Ich frage mich ganz ehrlich: Ist es wirklich zielführend, dass sich die CDU-Fraktion in einem Meer aus haltloser Kritik verliert, statt konstruk

tiv an der Weiterentwicklung der Polizei mitzuwirken? Dieses ständige Schüren von Unzufriedenheit bringt uns keinen Schritt weiter, sondern verschleiert nur das, worum es geht, nämlich eine moderne und effiziente Polizeiorganisation.

(Zuruf des Abgeordneten Schäfer (CDU). - Heiterkeit bei der CDU.)

Herr Schäfer, genau dafür muss man die richtigen Prioritäten setzen und sich nicht im Kleinklein von Bürokratie verlieren.

(Beifall von der SPD.)

Liebe Opposition, es ist offensichtlich, dass Sie verzweifelt versuchen, eine verantwortungsvolle Reform zu torpedieren, die der Sicherheit dieses Landes und der Entlastung unserer Polizei dient. Solche taktischen Spiele sind in diesem Zusammenhang mehr als schlechte Ratgeber. Das ist wirklich schade.

Liebe Kolleginnen und Kollegen! Die Reform der saarländischen Polizei ist nicht nur notwendig, sie ist entscheidend, um die innere Sicherheit in unserem Land zu gewährleisten. Die Polizei wird stärker und effizienter sein. Lassen Sie uns gemeinsam diese Chance nutzen, um die Herausforderungen von heute und morgen zu bewältigen und die Zukunft unserer Polizei aktiv zu gestalten! Das ist unser Ziel, daran halten wir fest. - Herzlichen Dank und Glück auf!

(Beifall von der SPD.)

Ich danke Ihnen, Frau Kollegin. Es liegt eine weitere Wortmeldung vor. Ich erteile das Wort für die SPD-Landtagsfraktion Herrn Abgeordneten David Maaß.

(Vizepräsidentin Heib übernimmt die Sit- zungsleitung.)

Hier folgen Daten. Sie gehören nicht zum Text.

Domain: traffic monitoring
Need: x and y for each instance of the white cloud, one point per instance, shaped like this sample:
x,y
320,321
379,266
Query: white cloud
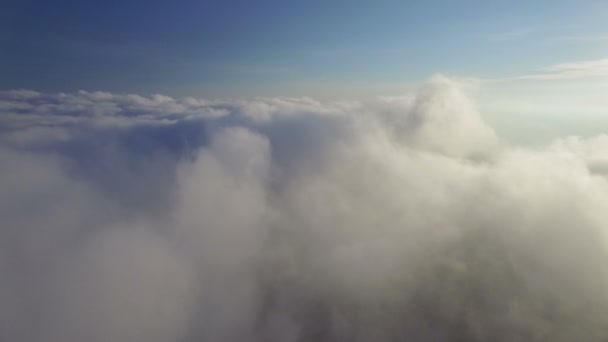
x,y
294,220
571,70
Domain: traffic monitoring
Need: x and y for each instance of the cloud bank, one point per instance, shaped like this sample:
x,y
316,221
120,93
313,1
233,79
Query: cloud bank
x,y
129,218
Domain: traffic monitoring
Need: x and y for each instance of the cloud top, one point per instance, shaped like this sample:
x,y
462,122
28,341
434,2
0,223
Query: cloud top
x,y
131,218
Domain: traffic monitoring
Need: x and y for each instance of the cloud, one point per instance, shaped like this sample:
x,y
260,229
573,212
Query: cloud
x,y
571,70
131,218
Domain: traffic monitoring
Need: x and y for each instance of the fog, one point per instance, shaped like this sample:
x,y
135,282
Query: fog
x,y
131,218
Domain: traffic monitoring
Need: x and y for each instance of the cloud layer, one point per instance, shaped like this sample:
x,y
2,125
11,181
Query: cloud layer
x,y
126,218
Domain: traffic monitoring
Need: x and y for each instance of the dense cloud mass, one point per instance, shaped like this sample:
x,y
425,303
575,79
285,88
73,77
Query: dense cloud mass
x,y
129,218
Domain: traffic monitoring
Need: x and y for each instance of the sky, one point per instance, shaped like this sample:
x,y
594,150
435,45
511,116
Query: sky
x,y
303,171
213,48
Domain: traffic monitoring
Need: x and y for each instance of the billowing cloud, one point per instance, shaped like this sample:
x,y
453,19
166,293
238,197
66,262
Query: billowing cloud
x,y
129,218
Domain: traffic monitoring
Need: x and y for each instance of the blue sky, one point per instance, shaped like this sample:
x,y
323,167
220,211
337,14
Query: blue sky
x,y
235,47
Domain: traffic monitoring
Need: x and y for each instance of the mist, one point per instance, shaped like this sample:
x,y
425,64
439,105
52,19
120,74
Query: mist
x,y
131,218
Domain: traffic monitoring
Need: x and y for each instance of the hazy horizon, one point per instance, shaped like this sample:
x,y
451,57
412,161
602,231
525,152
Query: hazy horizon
x,y
303,171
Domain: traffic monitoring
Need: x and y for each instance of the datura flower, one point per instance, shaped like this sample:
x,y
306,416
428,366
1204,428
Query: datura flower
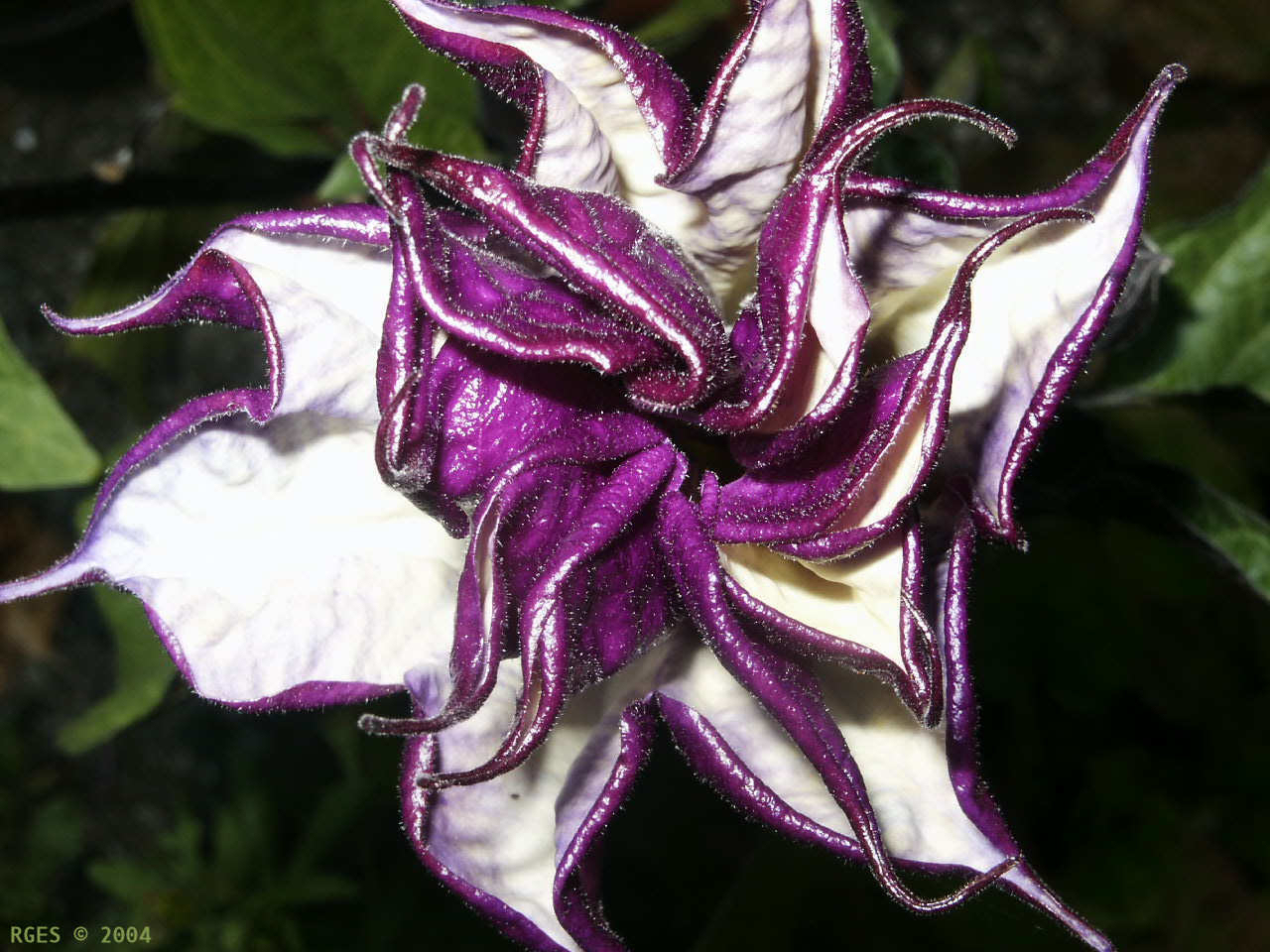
x,y
490,466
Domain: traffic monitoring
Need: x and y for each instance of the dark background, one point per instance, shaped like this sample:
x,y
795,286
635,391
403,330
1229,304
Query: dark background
x,y
1121,662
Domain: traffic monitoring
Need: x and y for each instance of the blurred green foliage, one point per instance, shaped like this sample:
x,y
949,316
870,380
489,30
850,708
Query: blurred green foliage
x,y
40,445
304,77
1123,664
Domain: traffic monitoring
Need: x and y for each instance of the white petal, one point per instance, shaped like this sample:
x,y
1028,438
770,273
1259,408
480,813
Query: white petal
x,y
855,599
271,555
902,763
508,834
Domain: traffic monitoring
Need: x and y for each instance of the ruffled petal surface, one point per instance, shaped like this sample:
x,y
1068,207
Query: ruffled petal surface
x,y
1039,304
521,847
275,563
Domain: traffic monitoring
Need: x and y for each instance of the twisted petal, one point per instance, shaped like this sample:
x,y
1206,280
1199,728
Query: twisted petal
x,y
521,847
803,333
852,483
608,114
598,246
1039,306
861,611
272,560
832,757
794,698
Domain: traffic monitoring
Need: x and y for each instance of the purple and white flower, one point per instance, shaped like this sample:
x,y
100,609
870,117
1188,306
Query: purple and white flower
x,y
467,477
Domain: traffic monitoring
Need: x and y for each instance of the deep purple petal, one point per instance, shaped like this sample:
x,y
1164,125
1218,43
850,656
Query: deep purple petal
x,y
521,847
790,694
601,246
1039,307
221,520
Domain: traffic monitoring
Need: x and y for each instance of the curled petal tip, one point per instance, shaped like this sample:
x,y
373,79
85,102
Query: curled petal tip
x,y
405,112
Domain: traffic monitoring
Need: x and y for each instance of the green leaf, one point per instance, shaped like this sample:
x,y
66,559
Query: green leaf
x,y
880,21
303,77
40,445
1213,329
143,673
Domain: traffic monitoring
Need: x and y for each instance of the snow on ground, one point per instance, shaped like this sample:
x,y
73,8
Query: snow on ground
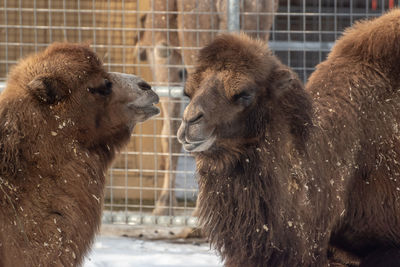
x,y
128,252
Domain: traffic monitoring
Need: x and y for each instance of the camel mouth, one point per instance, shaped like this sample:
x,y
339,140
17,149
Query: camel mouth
x,y
199,146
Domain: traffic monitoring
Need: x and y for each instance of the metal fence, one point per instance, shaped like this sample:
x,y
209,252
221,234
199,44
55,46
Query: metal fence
x,y
156,39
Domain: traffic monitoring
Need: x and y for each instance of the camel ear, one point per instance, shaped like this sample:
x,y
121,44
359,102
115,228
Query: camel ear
x,y
47,89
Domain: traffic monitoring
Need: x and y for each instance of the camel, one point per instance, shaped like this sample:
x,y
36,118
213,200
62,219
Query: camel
x,y
175,31
299,177
62,119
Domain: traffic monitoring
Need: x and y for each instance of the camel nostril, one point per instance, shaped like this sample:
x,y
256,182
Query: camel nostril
x,y
144,86
196,119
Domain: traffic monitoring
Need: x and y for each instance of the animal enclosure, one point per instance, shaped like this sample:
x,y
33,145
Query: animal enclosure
x,y
125,34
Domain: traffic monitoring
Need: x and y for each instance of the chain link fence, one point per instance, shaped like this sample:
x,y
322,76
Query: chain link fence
x,y
152,181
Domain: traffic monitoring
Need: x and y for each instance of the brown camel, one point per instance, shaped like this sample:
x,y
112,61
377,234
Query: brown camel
x,y
175,31
62,119
294,177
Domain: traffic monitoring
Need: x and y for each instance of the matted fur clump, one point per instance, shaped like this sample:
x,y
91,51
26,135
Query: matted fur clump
x,y
294,177
62,117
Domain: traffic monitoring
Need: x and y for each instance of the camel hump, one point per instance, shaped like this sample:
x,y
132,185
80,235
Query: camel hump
x,y
375,40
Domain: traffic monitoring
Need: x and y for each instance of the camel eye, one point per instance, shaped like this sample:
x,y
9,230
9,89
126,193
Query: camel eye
x,y
185,94
104,89
244,98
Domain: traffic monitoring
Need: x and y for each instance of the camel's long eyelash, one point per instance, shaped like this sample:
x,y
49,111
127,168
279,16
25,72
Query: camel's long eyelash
x,y
104,89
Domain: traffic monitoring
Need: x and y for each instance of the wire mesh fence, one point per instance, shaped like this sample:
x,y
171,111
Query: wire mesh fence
x,y
153,179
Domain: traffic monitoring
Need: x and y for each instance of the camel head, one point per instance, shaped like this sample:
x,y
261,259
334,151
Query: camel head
x,y
237,86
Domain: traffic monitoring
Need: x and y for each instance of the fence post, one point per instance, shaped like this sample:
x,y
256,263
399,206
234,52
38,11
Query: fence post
x,y
233,16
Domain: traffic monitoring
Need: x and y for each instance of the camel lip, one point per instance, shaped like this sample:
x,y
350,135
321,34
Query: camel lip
x,y
198,146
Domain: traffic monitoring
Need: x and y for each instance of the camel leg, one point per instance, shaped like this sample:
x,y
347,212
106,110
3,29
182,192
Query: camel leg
x,y
167,200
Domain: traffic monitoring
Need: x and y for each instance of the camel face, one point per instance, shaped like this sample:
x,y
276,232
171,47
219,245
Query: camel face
x,y
220,102
137,96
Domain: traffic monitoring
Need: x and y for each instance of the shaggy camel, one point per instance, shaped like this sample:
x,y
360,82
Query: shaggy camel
x,y
173,41
62,118
294,177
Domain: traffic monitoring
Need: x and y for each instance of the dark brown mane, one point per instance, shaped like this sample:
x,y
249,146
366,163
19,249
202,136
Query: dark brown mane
x,y
294,177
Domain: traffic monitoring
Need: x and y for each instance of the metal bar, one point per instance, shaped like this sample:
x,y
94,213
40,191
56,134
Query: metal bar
x,y
233,16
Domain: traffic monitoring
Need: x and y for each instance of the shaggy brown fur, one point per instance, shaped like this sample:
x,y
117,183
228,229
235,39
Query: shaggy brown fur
x,y
62,117
285,173
175,44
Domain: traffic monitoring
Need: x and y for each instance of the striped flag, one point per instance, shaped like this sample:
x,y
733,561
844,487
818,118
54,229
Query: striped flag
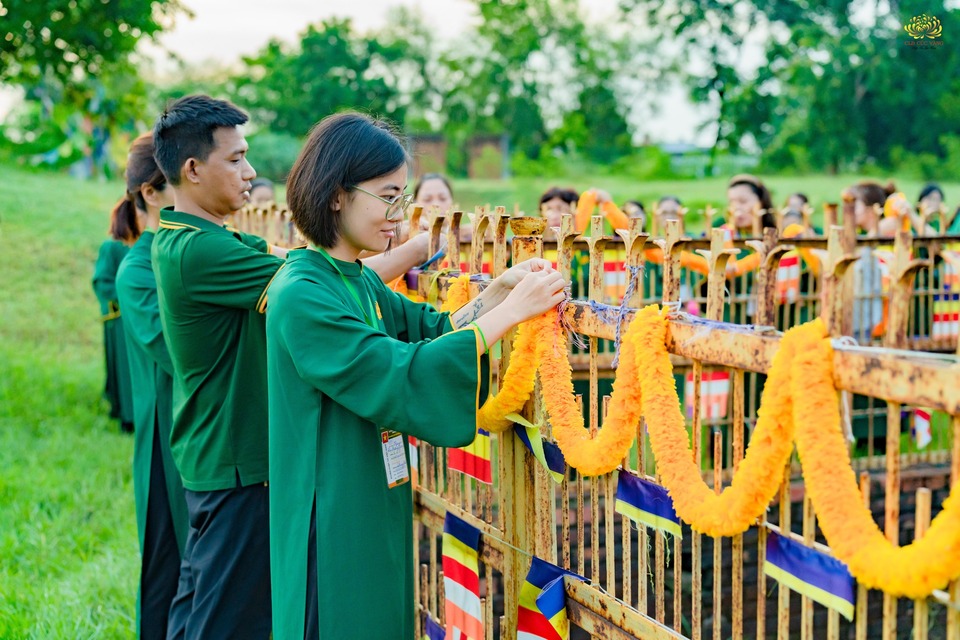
x,y
546,453
646,503
946,305
542,610
714,392
432,629
788,278
473,459
461,579
614,280
811,573
413,446
921,428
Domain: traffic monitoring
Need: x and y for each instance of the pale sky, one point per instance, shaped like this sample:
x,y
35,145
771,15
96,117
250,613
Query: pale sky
x,y
224,30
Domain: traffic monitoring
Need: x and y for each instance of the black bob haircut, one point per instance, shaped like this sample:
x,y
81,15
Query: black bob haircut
x,y
185,130
341,151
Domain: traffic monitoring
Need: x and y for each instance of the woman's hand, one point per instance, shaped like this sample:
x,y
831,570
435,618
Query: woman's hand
x,y
535,293
512,276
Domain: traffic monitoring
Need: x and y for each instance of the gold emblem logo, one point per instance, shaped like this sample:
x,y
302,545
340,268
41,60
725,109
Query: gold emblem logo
x,y
924,26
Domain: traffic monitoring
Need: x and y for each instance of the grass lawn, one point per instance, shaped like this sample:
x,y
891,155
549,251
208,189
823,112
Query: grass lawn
x,y
68,543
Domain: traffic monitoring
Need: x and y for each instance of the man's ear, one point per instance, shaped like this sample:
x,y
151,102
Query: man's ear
x,y
189,171
150,195
338,200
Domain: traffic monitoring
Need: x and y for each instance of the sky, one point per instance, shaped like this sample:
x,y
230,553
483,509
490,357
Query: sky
x,y
225,30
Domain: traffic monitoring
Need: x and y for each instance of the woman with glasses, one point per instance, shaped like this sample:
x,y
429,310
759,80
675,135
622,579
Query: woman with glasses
x,y
353,368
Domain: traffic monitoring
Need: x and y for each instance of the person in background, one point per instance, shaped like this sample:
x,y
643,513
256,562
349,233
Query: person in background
x,y
341,503
123,232
669,208
634,209
262,192
158,492
554,202
433,191
748,197
869,197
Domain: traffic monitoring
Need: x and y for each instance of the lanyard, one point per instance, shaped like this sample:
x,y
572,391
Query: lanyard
x,y
370,314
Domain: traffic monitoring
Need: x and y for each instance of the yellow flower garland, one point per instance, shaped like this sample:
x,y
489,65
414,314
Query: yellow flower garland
x,y
759,474
802,367
590,454
913,571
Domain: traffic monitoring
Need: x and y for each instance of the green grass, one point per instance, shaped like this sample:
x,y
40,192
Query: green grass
x,y
68,543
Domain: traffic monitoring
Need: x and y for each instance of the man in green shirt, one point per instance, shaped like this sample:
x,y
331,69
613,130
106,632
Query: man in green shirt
x,y
160,505
212,283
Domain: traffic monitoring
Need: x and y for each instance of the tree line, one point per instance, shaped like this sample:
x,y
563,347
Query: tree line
x,y
805,85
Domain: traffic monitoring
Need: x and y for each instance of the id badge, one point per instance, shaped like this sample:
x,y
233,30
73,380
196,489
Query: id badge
x,y
394,457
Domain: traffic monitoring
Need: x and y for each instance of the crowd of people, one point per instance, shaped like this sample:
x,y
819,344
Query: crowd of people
x,y
261,384
271,480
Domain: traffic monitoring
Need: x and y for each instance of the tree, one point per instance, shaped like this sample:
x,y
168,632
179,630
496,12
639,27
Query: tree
x,y
68,41
289,89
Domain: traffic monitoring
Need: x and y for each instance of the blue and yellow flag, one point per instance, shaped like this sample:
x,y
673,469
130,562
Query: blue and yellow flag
x,y
542,610
546,453
461,578
432,629
646,503
811,573
473,459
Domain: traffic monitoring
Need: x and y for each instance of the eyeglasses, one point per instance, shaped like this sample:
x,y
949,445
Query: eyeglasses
x,y
396,208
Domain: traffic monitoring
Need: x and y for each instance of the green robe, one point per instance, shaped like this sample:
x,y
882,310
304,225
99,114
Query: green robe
x,y
333,383
151,368
118,388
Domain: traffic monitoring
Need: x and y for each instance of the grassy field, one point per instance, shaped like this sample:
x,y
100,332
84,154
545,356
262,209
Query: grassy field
x,y
68,544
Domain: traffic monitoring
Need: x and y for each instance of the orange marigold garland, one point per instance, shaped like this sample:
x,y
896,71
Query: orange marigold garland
x,y
759,474
913,571
590,454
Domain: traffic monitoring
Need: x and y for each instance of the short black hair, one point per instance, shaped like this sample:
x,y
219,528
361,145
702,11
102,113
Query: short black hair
x,y
185,130
341,151
930,187
567,195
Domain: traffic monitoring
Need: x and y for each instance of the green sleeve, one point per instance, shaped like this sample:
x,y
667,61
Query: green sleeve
x,y
374,375
137,291
105,274
220,270
415,321
254,242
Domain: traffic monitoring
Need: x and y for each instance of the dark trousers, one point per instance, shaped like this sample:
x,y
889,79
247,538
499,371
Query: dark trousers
x,y
160,562
224,589
311,623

Sehr geehrte Frau Präsidentin! Liebe Kolleginnen und Kollegen! Sehr geehrte Saarländerinnen und Saarländer! Liebe Kolleginnen und Kollegen der CDU, ich finde es wirklich bemerkenswert, wie schnell ihr vergessen könnt. Innerhalb von zweieinhalb Jahren habt ihr vergessen, was ihr 20 Jahre lang in der Polizei angerichtet habt.

(Zuruf des Abgeordneten Schäfer (CDU).)

Ihr nutzt im Moment das Narrativ einer Übergangsregierung, die die Alleinregierung stellen würde. Eine Übergangsregierung folgt aufgrund einer politischen Krise.